剣術の師匠1
文字数 942文字
なにも言わないでこっちを見るトゥシスの目はいつもと違っている。
今までだってつっけんどんな態度ばっかりだったけど、こういう表情で見られたことはなかった。
まるで感情が感じられない。
なんだか無性に腹が立ったので、トゥシスの手を握って移動する。
たいした抵抗もせずについてくるのもムカつくんだけど。
目的の場所は他の人があまりこない、いつも日課で使っている場所だ。
腕組みをして睨みつける。
こんなのトゥシスらしくない。面白くない。
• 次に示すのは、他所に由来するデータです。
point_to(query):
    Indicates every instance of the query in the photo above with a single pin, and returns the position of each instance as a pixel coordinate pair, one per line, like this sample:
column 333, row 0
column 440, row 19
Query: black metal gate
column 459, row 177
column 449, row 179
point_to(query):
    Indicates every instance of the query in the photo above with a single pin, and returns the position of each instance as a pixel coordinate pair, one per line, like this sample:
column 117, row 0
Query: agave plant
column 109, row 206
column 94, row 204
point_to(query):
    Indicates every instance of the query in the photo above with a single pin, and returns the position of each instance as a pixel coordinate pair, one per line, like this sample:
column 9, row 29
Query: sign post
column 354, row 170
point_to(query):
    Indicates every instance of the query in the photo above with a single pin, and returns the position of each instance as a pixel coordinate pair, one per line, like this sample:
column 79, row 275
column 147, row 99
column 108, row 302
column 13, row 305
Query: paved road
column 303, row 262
なによりチームに悪影響が出かねない。
だってトゥシスは私たちのチームの参謀役なんだから。
みんなが勝つためにアイディアを出し合っているのに一人だけ聞き役に徹して。
これまでみんなをまとめてきた人がそんなんだからイーサが前面に立ってるじゃない。
参謀の指示が絶対と言っていたイーサが意見のまとめ役をしているっていうことは、参謀が機能していないってことだ。
今のトゥシスは自分の仕事をしていない。
そんなの私が言わないでもトゥシスならわかってて、すぐにでも元に戻るだろうって思ってた。
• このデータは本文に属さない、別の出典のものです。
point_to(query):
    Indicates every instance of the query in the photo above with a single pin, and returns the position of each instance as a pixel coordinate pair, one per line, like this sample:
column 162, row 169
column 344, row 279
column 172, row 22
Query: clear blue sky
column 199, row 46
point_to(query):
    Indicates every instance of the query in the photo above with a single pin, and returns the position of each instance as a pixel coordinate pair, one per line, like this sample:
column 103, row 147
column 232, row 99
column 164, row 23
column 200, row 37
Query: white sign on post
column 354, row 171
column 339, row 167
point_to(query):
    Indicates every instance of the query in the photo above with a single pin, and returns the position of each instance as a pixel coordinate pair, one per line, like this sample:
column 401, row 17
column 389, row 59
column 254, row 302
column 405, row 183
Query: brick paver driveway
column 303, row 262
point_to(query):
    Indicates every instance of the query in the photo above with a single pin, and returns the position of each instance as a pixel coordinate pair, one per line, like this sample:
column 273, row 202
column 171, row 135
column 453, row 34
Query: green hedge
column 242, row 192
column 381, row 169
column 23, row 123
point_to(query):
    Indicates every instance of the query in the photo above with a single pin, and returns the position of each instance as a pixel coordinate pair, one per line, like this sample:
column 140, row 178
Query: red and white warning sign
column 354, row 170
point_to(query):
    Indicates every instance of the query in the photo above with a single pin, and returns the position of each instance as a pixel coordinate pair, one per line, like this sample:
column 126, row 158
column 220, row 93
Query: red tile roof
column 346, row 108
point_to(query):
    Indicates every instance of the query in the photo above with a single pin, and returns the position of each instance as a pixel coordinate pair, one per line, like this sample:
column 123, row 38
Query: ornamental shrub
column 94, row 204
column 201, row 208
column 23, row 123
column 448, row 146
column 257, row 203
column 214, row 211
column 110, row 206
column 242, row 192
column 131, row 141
でもそんな気配がない。対抗戦まで時間もないっていうのに。
それなら私が感じていることをぶつけてやろうと思った。
でもそれをみんながいる前でやるとイーサの面子を潰すことになりかねないからこうして引っ張ってきたんだけど。
気勢がそがれる。
なんでそんな暗い顔してるのよ。
多少は使うが剣理を知らん、方術も使えん。そんな奴に負けるはずはないと思っていた。
俺のユースはガードとブロウだが剣術もやってきた。そこらのブレイドよりもやれる自信だってあった。
すぐにでも騎士になれる実力はあるつもりだった
実際、トゥシスの剣術はブレイドのエイザーン君やユウリーンさんに劣るものではない。
ユースではないのにそれだけの実力があるのは本当にすごいことなんだと学院で学んでいればわかる。